Try Not To Compare Yourself Unfavorably to Neurotypical Moms and Dads
In doing her research for her articles and speaking to other autistic mothers, Cynthia Kim found that
“Nearly every woman who shared her story for this article felt that she was a good parent and yet most said they experienced alienation, guilt, depression, loneliness or inadequacy when comparing themselves with ‘other moms.’”
Connect With Other Autism Parents and Learn From Them
Recognize You May Benefit from Your Neurotypical Partner’s Insights
Sometimes the challenges of both of you and your child having Aspergers may result in fixed ideas and equal frustrations. It may take speaking to a person who’s not locked in with an alternative point of view to break a stalemate.
Neurotypical Parents: Recognize You May Benefit from Your Aspergers/Autism Partner’s Insights
Since you aren’t autistic, it’s going to be harder to understand your child’s autistic point of view at times. Here’s where your partner can step in and help you understand where your child is coming from.
Invite Your Child/Young Person To Become More Confident
Notice what your child is good at, and be very specific about what she or he is being successful with.
For example, “David, the art that you drew was fantastic. The attention to detail and the shading was intricate and beautiful”
Brian King noticed that one of his sons was particularly effective with helping out around the house, and let him know.
Raise your expectations for your child, while at the same time providing a high amount of emotional support.
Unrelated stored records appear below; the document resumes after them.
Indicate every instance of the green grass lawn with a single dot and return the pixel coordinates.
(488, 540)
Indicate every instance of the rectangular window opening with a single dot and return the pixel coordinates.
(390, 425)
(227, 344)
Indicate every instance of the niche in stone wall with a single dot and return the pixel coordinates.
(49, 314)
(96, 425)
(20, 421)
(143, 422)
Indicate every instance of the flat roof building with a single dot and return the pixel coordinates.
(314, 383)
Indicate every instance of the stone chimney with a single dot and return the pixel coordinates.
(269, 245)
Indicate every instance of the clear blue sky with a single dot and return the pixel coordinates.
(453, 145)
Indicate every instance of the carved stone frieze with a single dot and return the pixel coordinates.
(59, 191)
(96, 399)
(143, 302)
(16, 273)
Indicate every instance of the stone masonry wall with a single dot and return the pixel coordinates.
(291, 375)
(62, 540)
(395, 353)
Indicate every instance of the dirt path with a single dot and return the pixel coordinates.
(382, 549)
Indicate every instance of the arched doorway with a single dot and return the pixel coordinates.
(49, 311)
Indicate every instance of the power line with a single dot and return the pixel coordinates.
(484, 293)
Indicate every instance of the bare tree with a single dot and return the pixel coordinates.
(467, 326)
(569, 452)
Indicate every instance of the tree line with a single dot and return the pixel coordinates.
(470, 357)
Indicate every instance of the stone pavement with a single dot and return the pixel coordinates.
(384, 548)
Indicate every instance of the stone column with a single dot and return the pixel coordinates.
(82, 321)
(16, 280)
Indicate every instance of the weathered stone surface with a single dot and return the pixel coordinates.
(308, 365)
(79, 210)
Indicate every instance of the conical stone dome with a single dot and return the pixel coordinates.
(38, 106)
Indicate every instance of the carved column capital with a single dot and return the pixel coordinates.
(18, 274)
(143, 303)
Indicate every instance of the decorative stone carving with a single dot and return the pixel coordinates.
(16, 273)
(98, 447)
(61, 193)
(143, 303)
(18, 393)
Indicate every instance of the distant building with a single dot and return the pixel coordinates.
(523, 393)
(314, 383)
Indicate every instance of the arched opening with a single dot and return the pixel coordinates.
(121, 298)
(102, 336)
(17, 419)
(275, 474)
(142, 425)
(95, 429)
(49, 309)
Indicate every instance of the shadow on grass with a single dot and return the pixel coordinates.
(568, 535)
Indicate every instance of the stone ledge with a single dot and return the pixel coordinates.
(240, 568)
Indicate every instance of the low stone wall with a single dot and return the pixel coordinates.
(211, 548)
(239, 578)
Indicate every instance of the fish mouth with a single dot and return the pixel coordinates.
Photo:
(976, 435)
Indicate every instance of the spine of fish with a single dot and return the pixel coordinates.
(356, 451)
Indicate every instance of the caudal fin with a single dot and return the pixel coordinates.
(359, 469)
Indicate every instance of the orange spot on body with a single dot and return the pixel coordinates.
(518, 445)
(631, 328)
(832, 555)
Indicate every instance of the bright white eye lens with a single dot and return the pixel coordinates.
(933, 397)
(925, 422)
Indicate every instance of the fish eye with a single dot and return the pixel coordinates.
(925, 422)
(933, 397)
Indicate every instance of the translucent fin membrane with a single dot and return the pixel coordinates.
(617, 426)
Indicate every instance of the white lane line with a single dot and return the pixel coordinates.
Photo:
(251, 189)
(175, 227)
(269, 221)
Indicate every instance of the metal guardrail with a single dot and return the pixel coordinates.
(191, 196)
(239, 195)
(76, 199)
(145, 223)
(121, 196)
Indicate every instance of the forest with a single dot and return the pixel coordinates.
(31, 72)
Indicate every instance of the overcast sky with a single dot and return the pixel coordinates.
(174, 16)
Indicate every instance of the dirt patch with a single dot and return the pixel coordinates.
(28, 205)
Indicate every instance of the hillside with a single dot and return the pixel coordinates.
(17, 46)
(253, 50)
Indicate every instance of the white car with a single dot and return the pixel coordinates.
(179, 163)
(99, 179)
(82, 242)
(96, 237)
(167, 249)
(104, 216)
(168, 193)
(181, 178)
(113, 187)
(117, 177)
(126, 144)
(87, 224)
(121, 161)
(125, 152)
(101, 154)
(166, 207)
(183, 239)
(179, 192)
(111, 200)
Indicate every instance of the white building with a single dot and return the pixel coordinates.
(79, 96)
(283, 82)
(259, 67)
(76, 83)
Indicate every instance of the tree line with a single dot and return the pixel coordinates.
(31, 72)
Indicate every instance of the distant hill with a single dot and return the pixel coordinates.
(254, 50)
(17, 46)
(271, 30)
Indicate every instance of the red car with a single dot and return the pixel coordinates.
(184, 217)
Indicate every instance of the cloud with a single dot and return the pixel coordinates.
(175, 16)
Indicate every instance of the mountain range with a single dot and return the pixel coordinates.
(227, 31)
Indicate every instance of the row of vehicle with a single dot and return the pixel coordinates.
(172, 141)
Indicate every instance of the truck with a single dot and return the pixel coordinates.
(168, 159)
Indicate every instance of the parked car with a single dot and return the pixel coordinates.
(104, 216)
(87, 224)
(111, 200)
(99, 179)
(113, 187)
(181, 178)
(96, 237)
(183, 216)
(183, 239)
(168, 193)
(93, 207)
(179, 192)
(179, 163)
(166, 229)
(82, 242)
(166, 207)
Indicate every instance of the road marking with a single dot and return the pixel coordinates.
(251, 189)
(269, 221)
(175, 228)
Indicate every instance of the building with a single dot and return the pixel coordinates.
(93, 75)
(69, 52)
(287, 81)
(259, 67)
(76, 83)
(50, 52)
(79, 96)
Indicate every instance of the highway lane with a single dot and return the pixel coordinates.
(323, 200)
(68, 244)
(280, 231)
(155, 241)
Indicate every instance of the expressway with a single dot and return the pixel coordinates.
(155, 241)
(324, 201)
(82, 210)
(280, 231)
I personally am struggling to learn how to be better with authoritative parenting, but the more I struggle, the more I learn.
You can, too.
Parenting Advice Resources
Here’s an article I wrote a while back, How to Be a Dad to Your Aspergers Child.
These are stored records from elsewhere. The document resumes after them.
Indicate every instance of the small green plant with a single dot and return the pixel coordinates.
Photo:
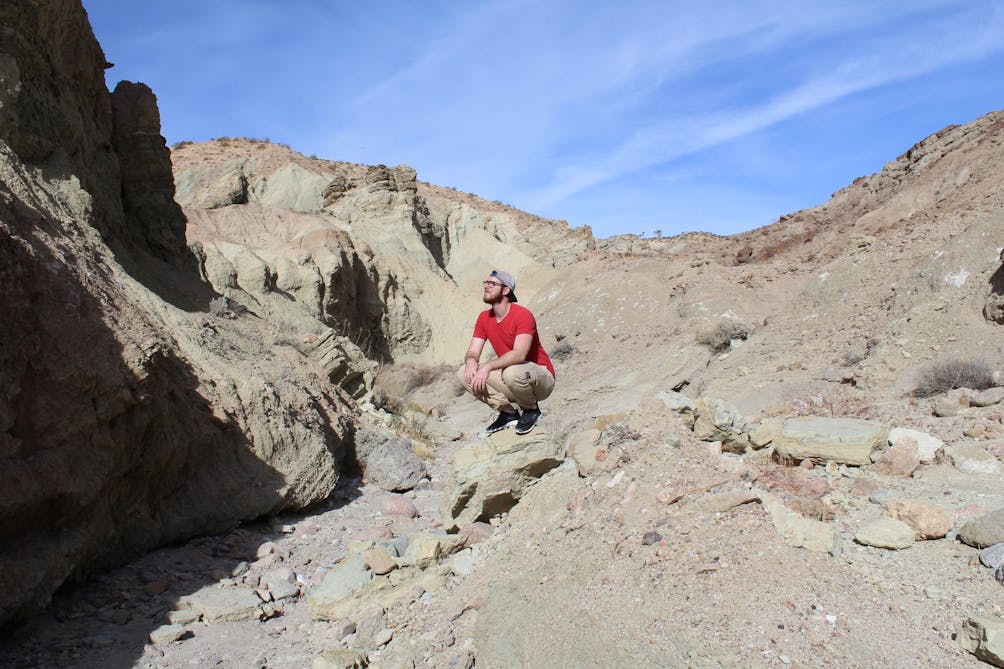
(945, 375)
(719, 338)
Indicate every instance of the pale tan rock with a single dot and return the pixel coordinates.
(886, 533)
(901, 459)
(399, 505)
(984, 638)
(973, 459)
(339, 658)
(928, 446)
(488, 477)
(765, 432)
(223, 605)
(380, 561)
(929, 521)
(424, 548)
(583, 447)
(165, 634)
(802, 532)
(841, 440)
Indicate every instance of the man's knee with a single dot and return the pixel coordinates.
(462, 377)
(514, 377)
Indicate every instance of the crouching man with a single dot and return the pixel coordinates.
(522, 375)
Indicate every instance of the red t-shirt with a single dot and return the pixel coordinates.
(502, 335)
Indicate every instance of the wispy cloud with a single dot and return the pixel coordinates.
(537, 103)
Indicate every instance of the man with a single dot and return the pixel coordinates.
(522, 375)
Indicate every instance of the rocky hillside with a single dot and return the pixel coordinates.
(191, 341)
(371, 252)
(131, 416)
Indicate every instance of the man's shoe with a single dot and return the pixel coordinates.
(505, 419)
(527, 420)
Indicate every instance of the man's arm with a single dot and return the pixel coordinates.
(479, 382)
(472, 357)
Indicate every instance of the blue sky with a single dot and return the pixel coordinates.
(628, 117)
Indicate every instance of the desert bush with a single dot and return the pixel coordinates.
(719, 338)
(562, 352)
(945, 375)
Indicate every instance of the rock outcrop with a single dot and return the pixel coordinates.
(124, 422)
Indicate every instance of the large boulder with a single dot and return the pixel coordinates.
(488, 477)
(842, 440)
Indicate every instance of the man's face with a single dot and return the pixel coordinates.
(493, 290)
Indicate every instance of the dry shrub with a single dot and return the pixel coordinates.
(945, 375)
(562, 352)
(719, 338)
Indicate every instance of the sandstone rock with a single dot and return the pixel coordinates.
(841, 440)
(281, 584)
(900, 459)
(928, 446)
(489, 477)
(339, 658)
(475, 532)
(394, 466)
(675, 401)
(165, 634)
(339, 583)
(765, 432)
(972, 459)
(399, 505)
(224, 605)
(717, 420)
(862, 487)
(984, 638)
(988, 397)
(952, 403)
(183, 617)
(583, 447)
(424, 548)
(886, 533)
(800, 531)
(929, 521)
(993, 555)
(794, 480)
(985, 530)
(380, 561)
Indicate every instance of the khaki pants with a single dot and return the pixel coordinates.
(522, 385)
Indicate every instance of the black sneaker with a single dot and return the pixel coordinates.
(527, 420)
(505, 419)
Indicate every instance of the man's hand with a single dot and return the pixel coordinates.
(479, 384)
(470, 369)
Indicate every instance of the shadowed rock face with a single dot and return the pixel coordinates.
(155, 221)
(124, 423)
Mark Hutten (not an Aspergian/autistic parent) produces high quality content at his blog, My Aspergers Child. Read his article, Parents with Asperger Syndrome.
Raising Cubby, by John Elder Robison.
Learn from John Elder Robison’s experiences raising his son, Jack.
The Parenting Forum at Wrong Planet. Here’s a place to connect with other parents on the autism parenting journey. This forum doesn’t distinguish between autistic and non-autistic parents, so be aware of that going in.
Embrace Parenting as an Adventure of Self Discovery
These are my own two cents. How we think about parenting affects how we approach and feel about parenting. If we dread the term, we’ll dread dealing with our kids. However, if we can think about parenting as a way to become better people ourselves, and if we develop an open mind, we can learn all the skills we need to be better parents.